Are there any circumstances in which democracy is a bad idea?
I freely confess that question is posed in a deliberately provocative form to stir you out of your Festive shopping torpor.
Try again. Is it possible, credibly, to argue against the introduction of direct elections to an organisation which spends public money and provides a public service?
Sundry Scottish politicians are about to try. Holyrood's Health Committee has published its report on plans to introduce an element of direct elections to health boards.
The response? A discernibly grudging maybe. For why? How can elected Parliamentary politicians quibble at the extension of democracy to the NHS?
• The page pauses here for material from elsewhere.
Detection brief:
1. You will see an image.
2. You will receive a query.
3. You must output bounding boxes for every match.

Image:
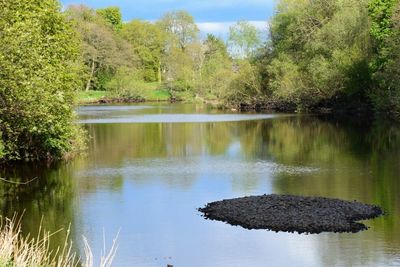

The formal answer is that, while there is a need to improve health board accountability, the evidence gathered does not presently point to direct elections as the solution.
The informal answer from some? That direct elections could provide a further blockage in a service already beset by bureaucracy as Nimbies with zero expertise but a finely honed sense of grievance pursue their own agendas.
(For the avoidance of doubt, that last sentence is also deliberately provocative - summarising the trenchantly held views of others.)
But how to argue against democracy? With delicious irony, the Liberal Democrats - who carry their elective principles in their title - have a shot.
They say broad accountability might better be enhanced by involving local authorities more closely in health boards.
At the very least, say they, let us have full and thorough evaluation of pilots before full implementation.
Such is the conclusion of the committee who urge Ministers to make clear that they will proceed cautiously, if at all.
More generally, we need to determine the purpose of health boards first.
Are they expert bodies challenged by central government to provide health care to a common template but building upon local circumstances?
If they are, then local direct democracy may not be merited. Think of it this way. Would you want decisions about your surgical treatment taken by clinicians - or by single transferable vote?
Then translate that answer into the generality of health provision.
Alternatively, are health boards channels for the practical expression of public opinion into hospitals and NHS services.
In which case, direct elections are entirely valid.
In short, should health boards lead or follow.
As ever, there are arguments to be advanced on both sides.
It strikes me, however, that we are somewhat blurring the core debate by focusing purely or primarily on the method of choosing health board members.
First, Scotland needs to decide what function health boards serve.
I'd welcome your views. Based, I would plead, upon your experience and observation - not your party allegiances.